DOE Emergency responders facilitate clear and consistent communication with other responders and the energy sector, and provide subject matter expertise to help with restoration, and assist the Federal government in restoration efforts. We do so in close communication with our Federal partners, including FEMA, the Departments of Homeland Security, Transportation, Defense, Interior, and the Environmental Protection Agency, as well as state agencies and energy companies affected by the storm. DOE will begin issuing situation reports this weekend to provide details on the storm’s impact, and the recovery and restoration activities being undertaken.
The energy sector, including utilities, have prepared for Hurricane Matthew by bringing in additional crews, preparing equipment for emergency restoration work, and ensuring that additional supplies, such as utility poles, are on hand to respond and restore service as quickly and safely as possible should outages occur. Advanced sensing and monitoring technologies recently deployed by many companies can help reduce restoration time by detecting the location and extent of the damage, and isolating the problem to keep as much of the electric grid as possible operating during an emergency. DOE has been in contact with its Strategic Petroleum Reserve to confirm its readiness in the unlikely event of a major supply disruption. And as part of DOE’s ongoing emergency preparedness planning with the utility industry through the Electricity Sub-Sector Coordinating Council (ESCC), DOE senior leadership is conducting daily coordinating calls with utility trade associations, investor-owned utilities – including Florida Power & Light – and public power and cooperative electric utilities. This strong partnership is critical to effective emergency response and recovery.

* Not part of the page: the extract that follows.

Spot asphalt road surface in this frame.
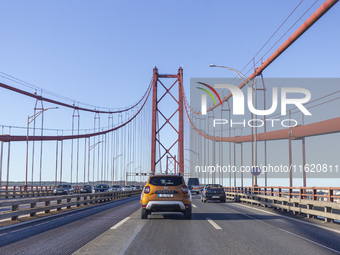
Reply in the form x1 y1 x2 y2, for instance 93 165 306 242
0 196 340 255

As the National Oceanic and Atmospheric Administration (NOAA) and FEMA have emphasized, it is crucial to be aware that the hazards of hurricanes can include storm surges, heavy rainfall, inland flooding, high winds, tornadoes, and rip currents. The FEMA website also offers practical guidance on what to do before, during, and after a hurricane. Most importantly, be sure to listen to the direction of local authorities, and follow local updates. If local officials give the order to evacuate, do so immediately along your approved evacuation route. Energy emergency planning resources are available at the Office of Electricity Delivery and Energy Reliability’s Community Guidelines website.